I don't know your background, but here is how I would explain it from the beginning. The presence of edge states for TIs/other QH systems is actually a very subtle thing. I have a considerable amount of background in this field (well for a beginning grad student I guess) but I still learn something new every time I read about the QH, FQH, QSHE, or 3D TIs. There are some great review articles written about TIs, one by Kane and Hassan, and it is always great to go back to the original papers. I also like Eduardo Fradkin's book a lot. Bernevig and Hughes also wrote a book just on TIs and TSCs, but I personally like Fradkin's style. Another thing about the QSHE is that it is very intimately related to the other topics I mentioned, so you should really read about the QHE and QAHE to really understand the subject. The original papers by Halperin and Laughlin among others are very nice.

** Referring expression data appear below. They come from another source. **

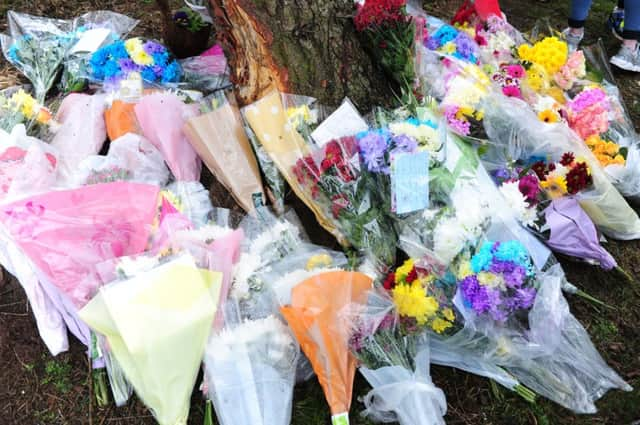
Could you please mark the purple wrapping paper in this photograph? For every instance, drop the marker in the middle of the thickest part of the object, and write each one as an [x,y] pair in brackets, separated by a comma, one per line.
[573,233]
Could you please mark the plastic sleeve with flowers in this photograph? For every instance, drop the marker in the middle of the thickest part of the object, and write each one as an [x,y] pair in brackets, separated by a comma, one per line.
[390,36]
[393,357]
[219,139]
[94,30]
[268,119]
[546,348]
[312,312]
[251,368]
[516,134]
[36,46]
[268,239]
[332,178]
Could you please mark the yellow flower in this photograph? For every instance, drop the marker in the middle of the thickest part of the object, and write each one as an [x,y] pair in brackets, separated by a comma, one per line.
[555,186]
[440,325]
[320,260]
[403,271]
[548,116]
[411,301]
[448,314]
[142,58]
[25,103]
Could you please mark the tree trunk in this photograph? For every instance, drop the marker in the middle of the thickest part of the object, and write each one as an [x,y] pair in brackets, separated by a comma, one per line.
[300,46]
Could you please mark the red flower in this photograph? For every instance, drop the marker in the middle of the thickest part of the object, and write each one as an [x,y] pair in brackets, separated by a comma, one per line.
[567,159]
[413,275]
[540,169]
[390,282]
[338,203]
[578,178]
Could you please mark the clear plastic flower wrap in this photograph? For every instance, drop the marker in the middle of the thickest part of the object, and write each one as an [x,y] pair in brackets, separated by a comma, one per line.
[130,158]
[268,239]
[37,46]
[515,133]
[311,303]
[251,369]
[280,137]
[217,135]
[93,30]
[394,359]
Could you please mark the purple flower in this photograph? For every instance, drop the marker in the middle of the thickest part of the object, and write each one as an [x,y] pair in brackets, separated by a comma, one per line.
[404,144]
[465,45]
[530,188]
[127,66]
[373,146]
[151,47]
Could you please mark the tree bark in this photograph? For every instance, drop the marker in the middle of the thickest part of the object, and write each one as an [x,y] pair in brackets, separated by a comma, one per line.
[307,47]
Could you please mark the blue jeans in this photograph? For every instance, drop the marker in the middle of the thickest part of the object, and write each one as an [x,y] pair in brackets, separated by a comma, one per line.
[580,11]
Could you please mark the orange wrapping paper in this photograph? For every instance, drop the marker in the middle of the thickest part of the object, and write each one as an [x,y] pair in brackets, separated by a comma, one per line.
[314,317]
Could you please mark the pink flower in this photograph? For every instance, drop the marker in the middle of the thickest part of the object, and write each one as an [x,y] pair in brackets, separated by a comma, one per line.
[512,91]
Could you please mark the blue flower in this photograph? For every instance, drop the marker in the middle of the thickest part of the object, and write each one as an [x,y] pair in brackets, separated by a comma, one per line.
[148,74]
[171,73]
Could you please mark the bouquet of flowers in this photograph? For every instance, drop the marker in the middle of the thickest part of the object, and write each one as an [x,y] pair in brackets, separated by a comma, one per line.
[19,107]
[515,134]
[388,339]
[268,239]
[332,177]
[37,46]
[251,368]
[390,34]
[524,313]
[313,313]
[157,331]
[219,139]
[93,31]
[150,59]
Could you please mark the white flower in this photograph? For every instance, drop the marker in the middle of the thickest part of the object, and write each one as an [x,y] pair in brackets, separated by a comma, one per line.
[518,203]
[449,239]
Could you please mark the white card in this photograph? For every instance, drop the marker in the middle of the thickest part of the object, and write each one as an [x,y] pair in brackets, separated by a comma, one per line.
[91,40]
[345,121]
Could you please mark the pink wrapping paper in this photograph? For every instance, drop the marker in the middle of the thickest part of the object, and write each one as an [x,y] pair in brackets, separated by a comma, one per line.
[66,234]
[161,117]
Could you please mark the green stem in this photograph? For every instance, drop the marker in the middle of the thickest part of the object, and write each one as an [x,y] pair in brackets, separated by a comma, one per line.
[594,300]
[100,388]
[525,393]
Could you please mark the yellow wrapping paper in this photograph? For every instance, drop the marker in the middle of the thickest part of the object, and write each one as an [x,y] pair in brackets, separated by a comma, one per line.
[157,324]
[268,120]
[219,139]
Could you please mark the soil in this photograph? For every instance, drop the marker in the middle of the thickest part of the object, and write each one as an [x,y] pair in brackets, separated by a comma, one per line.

As you probably know, in time reversal symmetric systems with an odd number of electrons you have Kramers degeneracy. For s=1/2 systems, time reversal can be written as isigma^y K where K is complex conjugation and T^2=-1. Time reversal identifies states at k and -k, so when you are at a time reversal symmetric point for some state |a>, then T|a> is also an eigenstate with the same energy as a. Time reversal also flips the spin.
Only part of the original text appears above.